Statistical analysis
The segmentation masks produced by thresholding and AI were compared using the pixel-wise metrics of sensitivity (true positive rate) and precision (positive predictive value). For our purposes, a model with high sensitivity is crucial, as low sensitivity indicates large missed regions. Precision is included to ensure that excessive amounts of background are not detected as tissue.

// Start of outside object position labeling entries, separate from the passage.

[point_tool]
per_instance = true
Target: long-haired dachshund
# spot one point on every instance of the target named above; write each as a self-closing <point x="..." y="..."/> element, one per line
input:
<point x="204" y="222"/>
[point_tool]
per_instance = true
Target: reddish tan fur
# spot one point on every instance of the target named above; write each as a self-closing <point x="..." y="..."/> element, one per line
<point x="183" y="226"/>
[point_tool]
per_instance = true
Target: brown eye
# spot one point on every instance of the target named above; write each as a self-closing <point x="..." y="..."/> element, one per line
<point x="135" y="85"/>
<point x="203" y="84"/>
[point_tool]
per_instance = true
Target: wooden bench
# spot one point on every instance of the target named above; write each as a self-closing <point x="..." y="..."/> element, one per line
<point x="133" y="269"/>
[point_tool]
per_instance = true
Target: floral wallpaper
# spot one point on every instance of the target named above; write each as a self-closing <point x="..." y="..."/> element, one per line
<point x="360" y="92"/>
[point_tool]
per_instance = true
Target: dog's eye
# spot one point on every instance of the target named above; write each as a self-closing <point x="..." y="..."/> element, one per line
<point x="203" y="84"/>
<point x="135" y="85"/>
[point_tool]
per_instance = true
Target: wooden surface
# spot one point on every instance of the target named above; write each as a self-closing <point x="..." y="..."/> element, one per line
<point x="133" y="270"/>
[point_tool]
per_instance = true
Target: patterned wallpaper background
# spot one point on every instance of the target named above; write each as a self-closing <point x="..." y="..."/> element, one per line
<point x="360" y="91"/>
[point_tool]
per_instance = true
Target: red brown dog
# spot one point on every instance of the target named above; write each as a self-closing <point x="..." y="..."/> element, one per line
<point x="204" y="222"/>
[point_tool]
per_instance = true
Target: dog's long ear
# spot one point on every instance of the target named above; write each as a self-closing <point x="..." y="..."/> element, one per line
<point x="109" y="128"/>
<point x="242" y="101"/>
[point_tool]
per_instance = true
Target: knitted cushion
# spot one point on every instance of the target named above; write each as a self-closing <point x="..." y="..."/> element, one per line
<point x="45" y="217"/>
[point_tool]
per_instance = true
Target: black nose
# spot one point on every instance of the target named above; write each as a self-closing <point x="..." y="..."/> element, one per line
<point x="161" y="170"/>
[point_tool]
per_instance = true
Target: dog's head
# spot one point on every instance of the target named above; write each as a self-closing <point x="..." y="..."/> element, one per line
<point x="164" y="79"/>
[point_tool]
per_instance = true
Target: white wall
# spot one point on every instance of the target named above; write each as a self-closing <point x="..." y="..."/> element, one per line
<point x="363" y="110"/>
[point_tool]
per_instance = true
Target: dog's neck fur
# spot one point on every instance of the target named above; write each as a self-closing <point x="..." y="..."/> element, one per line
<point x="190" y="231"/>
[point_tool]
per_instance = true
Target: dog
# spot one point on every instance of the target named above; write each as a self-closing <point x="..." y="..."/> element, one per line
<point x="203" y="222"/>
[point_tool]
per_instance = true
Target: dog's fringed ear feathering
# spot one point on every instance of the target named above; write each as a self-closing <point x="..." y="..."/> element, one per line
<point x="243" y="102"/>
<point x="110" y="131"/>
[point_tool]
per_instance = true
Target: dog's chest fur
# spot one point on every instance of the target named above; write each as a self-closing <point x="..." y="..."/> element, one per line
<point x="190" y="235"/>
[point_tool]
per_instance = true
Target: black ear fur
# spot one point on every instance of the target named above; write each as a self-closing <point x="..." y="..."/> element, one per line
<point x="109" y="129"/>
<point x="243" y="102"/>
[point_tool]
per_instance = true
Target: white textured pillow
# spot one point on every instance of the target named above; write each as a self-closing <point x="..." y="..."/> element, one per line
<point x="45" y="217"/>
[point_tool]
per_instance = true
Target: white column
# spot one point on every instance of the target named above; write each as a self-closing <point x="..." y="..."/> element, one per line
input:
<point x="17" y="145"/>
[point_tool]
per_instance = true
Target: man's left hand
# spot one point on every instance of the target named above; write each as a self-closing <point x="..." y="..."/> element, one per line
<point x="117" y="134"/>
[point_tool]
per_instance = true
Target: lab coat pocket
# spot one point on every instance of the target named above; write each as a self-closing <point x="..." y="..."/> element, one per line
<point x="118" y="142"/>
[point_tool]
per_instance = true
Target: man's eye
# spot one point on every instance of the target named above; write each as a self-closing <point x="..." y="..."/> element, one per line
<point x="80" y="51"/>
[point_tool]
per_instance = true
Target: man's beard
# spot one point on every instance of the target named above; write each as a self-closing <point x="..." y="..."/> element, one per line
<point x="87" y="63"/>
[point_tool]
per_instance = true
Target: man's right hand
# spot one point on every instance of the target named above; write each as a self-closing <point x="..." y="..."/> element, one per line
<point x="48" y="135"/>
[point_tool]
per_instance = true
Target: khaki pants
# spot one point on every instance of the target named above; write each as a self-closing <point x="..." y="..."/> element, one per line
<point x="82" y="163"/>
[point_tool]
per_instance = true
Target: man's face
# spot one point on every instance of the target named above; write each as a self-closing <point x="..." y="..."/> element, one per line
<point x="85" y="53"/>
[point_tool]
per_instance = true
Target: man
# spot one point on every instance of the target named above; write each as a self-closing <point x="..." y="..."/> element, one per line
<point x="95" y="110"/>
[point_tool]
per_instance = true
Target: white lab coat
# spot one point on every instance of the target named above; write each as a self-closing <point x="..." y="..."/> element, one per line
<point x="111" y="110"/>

The Gleason grading model was trained using pre-existing segmentation masks generated with thresholding, and evaluated once using the UNet + + segmentation masks and once using masks generated with thresholding to detect tissue in the evaluation slides. In this step, all thresholding masks were created using a uniform set of thresholding parameters, generated via empirical testing. The Gleason grading models were compared using quadratic weighted Kappa, a modification of the Cohen’s Kappa statistic that measures agreement between two sets: in this case, the model’s predictions and the pathologists’ labels for each WSI or group of WSIs graded together. Confidence intervals were computed using bootstrapping with 1000 replicates.